As I get older I realize one strange oddity and that is how my much younger self would hate my older self. Things that seemed so dead set are on opposite ends now.
I look back to my early 20’s and how I would protest (yes protest)things I thought were wrong. I started an anti censorship group when I was 20 and fought for many things besides censorship like abortion, religious groups, welfare, affirmative action, and so many more. I was very far left, definitely close to communism and yes I called myself a socialist. I worked with the Democratic Party hoping they would become as far left as me. After all the Republicans were the enemy and they hated far lefties like me.
What happened? I slowly did a turn more right. I started to see things that bothered me. I lost a job due to affirmative action and realized that while people are discriminated against, that sometimes with affirmative action other people are discriminated as well. I started seeing people I know abuse the welfare system and my old belief that it’s fine to have kids out of wedlock and on welfare disappeared. I saw people abuse the abortion choice and while I support it I realize the pro life movement isn’t completely wrong either and that for me personally I would not do it. Not to mention taxes. In my early 20’s I was in college and didn’t pay a lot in taxes or it didn’t appear I did. However once I started going into the real world I saw I often paid taxes the more I worked.
While all of this started me turning right, the event that really switched my views on a lot was my long term unemployment. When I started unemployment I was so sure I would be employed eventually. 4 years and counting I am still unemployed and while I still apply for jobs and still get the random interview I know I am pretty much useless to a lot of employers. Anyway you would think this would turn me left but instead it opened my eyes and I saw that neither main party cared about us and in fact were in cahoots to kill the middle class. While I voted for Obama I woke up to the fact that he lied about his intentions. At least as awful that Bush was we knew he would be for the rich. Obama claimed to be for us and has proven he is not.
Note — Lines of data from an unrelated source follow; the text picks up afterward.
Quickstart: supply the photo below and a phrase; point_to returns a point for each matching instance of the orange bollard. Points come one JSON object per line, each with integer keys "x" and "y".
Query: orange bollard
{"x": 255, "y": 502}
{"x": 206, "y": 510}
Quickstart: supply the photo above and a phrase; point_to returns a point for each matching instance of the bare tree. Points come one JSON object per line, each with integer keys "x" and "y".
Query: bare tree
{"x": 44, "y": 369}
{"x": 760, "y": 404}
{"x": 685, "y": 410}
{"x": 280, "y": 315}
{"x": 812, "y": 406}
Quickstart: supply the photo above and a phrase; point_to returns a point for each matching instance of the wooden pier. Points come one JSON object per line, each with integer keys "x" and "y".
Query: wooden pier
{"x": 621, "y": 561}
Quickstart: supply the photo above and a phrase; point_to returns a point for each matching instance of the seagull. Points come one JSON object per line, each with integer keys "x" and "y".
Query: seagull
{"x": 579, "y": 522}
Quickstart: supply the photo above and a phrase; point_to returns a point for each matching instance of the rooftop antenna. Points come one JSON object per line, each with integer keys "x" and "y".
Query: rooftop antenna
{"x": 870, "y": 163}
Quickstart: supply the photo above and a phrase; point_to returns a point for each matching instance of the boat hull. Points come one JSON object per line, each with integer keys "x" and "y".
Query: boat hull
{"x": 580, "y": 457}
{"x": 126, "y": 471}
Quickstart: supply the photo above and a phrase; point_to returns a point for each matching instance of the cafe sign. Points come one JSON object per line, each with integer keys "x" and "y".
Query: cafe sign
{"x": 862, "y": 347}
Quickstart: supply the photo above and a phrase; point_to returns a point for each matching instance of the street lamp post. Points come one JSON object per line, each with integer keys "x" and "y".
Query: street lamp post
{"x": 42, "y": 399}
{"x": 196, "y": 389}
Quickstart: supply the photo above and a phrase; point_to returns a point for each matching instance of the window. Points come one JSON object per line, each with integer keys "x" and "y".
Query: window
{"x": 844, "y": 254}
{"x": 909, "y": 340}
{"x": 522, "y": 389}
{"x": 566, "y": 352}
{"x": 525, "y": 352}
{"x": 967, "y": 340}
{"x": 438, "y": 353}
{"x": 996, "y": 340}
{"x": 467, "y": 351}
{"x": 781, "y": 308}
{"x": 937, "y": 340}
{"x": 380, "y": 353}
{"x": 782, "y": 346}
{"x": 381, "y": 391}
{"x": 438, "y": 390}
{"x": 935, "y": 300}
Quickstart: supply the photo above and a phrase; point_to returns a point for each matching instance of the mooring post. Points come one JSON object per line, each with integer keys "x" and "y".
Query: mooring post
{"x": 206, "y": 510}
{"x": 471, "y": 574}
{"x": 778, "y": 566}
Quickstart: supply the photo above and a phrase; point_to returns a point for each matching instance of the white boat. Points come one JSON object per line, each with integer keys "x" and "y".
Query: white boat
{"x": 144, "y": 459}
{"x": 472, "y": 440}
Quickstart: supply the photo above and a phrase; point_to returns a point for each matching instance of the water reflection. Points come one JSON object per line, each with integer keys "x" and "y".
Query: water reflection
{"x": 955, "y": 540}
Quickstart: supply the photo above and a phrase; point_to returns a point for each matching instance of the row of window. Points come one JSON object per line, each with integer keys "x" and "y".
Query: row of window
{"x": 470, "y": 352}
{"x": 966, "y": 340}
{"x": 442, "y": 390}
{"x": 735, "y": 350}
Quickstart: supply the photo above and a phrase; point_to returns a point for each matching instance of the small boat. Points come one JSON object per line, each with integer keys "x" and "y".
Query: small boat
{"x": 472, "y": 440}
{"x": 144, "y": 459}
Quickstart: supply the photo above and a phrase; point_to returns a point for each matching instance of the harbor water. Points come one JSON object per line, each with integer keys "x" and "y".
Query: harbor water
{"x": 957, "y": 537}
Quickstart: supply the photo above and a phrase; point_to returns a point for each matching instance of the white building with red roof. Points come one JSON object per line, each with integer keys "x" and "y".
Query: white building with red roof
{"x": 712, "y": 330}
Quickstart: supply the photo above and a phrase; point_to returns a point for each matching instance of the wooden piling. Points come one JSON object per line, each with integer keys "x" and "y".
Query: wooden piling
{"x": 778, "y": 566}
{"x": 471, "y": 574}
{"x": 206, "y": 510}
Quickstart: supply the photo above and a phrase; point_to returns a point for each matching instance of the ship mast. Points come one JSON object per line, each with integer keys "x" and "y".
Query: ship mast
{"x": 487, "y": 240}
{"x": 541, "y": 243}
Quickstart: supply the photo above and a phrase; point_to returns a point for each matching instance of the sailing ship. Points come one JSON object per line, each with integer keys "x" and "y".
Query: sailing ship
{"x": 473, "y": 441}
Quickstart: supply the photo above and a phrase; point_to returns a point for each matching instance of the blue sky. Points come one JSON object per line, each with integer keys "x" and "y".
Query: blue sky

Finally another interesting twist to all of this and that is I went back to church. Yes remember in my early 20’s I hated religion? now I wish some religious aspects could come into play in politics. Now I am not saying I want a religious society but many aspects are ones that would help us, such as cut down on teen pregnancies, executions, and more family time and less work time. I came to a powerful realization a few years ago and that is I regret spending all this time being work obsessed when I could have had a family. Now at 41 I find myself unemployed with no end in sight and single and childless. The idea of me being a crazy cat lady living in my parents house when I get old scares me. What if it’s too late for me to have kids or find a husband? Scary and I blame the radical feminists for brainwashing me that to have a great career I needed to repress other needs. However I am not giving up on having a career again along with a husband and a family.